Ou seja, a Espanha ainda vai ficar por algum tempo dando volta na rotatória da independência catalã.
ANTES SENSAÇÃO, CIDADÃOS CHEGA ENFRAQUECIDO
Promessa de renovação da política espanhola nas eleições da última década, o Cidadãos (centro) chega à votação deste domingo (28) acometido por dores de crescimento.
Depois de ameaçar a supremacia dos tradicionais PSOE (socialistas) e Partido Popular (direita), parece ter tocado um teto. Ao abandonar o tom conciliatório de seus primórdios (2005), periga até encolher.

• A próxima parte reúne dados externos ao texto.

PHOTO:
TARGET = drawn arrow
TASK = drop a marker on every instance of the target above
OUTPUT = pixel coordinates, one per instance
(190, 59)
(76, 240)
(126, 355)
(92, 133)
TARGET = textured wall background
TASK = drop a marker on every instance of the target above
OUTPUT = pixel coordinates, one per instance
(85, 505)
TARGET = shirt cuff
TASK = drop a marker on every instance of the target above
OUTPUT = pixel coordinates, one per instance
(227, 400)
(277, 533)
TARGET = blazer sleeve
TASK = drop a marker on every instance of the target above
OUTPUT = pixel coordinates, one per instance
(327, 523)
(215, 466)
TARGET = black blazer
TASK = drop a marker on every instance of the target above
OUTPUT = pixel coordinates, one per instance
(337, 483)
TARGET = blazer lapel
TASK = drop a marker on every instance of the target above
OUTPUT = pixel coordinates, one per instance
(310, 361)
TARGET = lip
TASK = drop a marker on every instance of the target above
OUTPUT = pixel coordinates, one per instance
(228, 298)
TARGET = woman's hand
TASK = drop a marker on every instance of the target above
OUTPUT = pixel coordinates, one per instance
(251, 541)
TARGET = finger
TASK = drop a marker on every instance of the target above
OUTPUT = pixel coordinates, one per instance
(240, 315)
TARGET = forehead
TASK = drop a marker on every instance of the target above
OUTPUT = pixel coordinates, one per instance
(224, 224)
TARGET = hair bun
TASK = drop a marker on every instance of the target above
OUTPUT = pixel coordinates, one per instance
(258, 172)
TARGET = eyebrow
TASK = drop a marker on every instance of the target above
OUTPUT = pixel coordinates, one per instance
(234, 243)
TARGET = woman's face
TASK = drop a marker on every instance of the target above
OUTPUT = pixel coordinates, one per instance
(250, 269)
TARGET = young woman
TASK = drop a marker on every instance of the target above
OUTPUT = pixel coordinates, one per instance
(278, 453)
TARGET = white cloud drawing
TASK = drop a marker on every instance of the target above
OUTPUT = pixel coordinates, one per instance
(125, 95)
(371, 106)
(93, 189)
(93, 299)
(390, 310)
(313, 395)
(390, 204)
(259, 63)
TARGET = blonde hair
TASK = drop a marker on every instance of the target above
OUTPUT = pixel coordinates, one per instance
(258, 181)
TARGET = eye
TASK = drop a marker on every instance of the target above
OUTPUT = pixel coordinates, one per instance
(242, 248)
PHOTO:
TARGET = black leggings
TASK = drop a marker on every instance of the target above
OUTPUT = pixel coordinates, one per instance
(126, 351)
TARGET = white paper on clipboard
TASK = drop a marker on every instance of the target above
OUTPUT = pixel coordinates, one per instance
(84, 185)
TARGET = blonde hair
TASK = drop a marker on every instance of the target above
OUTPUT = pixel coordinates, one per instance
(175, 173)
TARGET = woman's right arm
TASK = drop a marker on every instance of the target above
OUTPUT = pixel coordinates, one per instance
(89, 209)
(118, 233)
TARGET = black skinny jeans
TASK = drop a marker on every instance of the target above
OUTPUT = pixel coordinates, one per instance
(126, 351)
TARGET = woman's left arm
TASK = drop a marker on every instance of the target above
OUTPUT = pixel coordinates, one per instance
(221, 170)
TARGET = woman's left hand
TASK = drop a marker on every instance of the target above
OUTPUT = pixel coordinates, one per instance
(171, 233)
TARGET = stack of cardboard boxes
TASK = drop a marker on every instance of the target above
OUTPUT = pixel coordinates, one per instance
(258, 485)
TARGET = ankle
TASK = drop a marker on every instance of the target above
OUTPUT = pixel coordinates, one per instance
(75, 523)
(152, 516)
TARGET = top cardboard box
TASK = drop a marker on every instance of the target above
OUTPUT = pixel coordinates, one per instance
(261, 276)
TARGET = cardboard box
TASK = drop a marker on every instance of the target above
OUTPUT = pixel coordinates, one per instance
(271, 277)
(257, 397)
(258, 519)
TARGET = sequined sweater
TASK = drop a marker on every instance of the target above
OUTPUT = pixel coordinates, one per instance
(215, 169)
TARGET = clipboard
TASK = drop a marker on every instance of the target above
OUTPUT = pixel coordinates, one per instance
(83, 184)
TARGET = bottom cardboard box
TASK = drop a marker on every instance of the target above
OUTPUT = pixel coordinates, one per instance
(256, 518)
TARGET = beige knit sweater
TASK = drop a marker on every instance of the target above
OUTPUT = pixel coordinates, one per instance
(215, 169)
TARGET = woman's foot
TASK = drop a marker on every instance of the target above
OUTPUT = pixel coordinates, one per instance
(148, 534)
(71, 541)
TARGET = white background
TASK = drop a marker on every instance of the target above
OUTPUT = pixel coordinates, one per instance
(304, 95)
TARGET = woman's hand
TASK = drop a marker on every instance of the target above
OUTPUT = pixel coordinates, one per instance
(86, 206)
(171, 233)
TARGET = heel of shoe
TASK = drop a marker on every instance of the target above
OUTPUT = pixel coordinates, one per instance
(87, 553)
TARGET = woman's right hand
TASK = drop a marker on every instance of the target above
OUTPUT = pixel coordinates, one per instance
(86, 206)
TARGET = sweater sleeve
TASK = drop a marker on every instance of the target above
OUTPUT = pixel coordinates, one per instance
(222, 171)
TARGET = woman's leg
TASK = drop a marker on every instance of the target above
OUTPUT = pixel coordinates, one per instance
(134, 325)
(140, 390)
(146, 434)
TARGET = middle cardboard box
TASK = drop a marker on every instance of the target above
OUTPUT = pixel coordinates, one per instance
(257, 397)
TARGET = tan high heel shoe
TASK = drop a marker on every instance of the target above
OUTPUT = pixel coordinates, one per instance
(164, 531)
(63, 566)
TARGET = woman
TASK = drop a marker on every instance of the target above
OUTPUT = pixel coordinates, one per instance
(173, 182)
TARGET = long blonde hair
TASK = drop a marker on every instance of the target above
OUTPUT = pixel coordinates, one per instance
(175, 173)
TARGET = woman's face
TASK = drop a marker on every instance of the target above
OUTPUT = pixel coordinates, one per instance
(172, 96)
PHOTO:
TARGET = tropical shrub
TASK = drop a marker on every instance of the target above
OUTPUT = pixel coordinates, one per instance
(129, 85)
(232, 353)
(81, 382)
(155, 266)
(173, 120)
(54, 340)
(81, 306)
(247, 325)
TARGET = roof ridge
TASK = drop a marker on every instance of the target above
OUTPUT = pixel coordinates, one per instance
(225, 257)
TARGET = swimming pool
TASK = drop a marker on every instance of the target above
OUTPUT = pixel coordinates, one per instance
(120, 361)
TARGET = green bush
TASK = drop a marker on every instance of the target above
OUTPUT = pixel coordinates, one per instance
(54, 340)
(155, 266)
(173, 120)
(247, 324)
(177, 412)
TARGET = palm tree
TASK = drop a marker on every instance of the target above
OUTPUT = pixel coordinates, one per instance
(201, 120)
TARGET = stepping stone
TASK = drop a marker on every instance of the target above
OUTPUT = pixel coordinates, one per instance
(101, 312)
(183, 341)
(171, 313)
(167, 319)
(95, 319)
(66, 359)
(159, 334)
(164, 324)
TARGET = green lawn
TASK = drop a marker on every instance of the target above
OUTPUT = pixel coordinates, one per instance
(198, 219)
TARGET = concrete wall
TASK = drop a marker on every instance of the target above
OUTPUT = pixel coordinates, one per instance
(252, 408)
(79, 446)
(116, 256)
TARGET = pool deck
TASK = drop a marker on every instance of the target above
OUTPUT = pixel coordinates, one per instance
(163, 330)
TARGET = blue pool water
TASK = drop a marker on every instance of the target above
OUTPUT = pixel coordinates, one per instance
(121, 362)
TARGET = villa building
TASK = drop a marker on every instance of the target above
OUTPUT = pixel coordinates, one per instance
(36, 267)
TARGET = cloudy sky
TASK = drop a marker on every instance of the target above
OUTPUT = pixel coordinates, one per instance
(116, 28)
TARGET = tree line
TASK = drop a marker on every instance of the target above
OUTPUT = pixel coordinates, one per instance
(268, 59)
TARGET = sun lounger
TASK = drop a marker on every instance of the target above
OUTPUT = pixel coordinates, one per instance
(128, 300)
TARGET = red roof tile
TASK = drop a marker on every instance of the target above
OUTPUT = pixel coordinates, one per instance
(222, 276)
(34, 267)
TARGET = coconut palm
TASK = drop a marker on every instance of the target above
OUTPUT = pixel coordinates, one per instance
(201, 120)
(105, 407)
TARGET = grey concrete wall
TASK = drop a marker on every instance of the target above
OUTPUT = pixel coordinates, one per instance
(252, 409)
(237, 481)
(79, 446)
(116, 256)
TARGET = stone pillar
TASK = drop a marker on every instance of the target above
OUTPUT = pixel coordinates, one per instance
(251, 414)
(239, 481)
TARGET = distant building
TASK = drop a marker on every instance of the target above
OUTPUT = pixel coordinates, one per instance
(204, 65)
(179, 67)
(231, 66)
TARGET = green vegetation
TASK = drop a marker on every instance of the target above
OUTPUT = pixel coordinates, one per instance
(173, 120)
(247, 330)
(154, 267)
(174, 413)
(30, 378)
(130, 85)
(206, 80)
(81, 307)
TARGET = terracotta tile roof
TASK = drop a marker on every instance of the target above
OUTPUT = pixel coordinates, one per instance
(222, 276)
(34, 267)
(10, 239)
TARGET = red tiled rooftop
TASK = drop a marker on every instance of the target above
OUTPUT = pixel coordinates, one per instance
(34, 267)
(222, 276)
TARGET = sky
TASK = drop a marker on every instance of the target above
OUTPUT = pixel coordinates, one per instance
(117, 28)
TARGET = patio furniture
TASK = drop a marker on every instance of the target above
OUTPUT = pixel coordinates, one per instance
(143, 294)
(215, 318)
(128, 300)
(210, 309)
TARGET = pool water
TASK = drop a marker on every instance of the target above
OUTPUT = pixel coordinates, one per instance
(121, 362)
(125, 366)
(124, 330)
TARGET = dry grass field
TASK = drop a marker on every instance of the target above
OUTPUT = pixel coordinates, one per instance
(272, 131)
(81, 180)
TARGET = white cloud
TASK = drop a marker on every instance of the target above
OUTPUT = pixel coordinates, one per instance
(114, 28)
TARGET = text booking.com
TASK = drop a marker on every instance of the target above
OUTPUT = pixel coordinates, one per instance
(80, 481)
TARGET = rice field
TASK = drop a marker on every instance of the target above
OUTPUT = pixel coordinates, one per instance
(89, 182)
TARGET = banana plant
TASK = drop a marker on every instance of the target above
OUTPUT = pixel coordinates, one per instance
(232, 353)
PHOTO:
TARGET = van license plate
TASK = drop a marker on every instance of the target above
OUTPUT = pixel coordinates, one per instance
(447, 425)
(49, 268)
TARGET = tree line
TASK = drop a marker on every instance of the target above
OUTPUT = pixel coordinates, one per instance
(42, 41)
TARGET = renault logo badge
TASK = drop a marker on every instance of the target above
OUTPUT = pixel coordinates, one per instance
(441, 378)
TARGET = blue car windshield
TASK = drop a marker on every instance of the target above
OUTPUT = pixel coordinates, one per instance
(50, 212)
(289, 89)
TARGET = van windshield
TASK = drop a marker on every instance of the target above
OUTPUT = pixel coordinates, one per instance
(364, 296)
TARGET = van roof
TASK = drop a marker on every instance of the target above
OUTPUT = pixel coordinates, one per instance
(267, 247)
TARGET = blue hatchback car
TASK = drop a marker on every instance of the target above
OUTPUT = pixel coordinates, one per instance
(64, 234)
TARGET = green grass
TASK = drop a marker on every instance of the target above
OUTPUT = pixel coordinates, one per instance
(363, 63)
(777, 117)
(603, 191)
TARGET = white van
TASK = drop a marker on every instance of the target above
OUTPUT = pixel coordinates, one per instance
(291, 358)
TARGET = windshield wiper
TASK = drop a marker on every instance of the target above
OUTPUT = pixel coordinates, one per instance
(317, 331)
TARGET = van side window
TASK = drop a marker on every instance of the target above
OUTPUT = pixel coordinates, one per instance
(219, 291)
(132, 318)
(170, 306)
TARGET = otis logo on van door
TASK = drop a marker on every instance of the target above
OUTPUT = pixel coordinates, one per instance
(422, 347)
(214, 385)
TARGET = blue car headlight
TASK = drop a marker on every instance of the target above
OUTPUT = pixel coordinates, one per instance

Há um ano, seu líder, Albert Rivera, aparecia no topo das intenções de voto ou competindo seriamente por ele.
Recém-eleito pelo Fórum Econômico Mundial, de Davos (Suíça), como um dos cem jovens líderes mundiais a acompanhar, adotava discurso moderado, cuidadosamente centrista –se dizia pronto, se eleito, a governar tanto com progressistas quanto com conservadores.
Parecia contar com o desgaste do governo Mariano Rajoy (PP) para se consagrar, em 2020. Até que veio a moção de censura que derrubou o líder direitista, mesmo sem o endosso do Cidadãos, e alçou de volta ao poder o PSOE.
A reviravolta forçou uma mudança de estratégia. Rivera foi ao ataque para tentar se firmar como o chefe de fileira da oposição ao socialismo.
Absteve-se na votação sobre a exumação dos restos mortais do ditador Francisco Franco (1892-1975) de um mausoléu erguido pelo trabalho de republicanos, que o militar combateu. Mais adiante, acusou o novo primeiro-ministro, Pedro Sánchez, de plágio em sua tese de doutorado.
A guinada à direita espantou os simpatizantes progressistas que vinham aderindo ao Cidadãos.
A gota d’água, para muitos, foi o sinal verde de Rivera à aliança com o ultradireitista Vox após a eleição regional da Andaluzia, no fim de 2018 –o PP completa a frente de direita ali.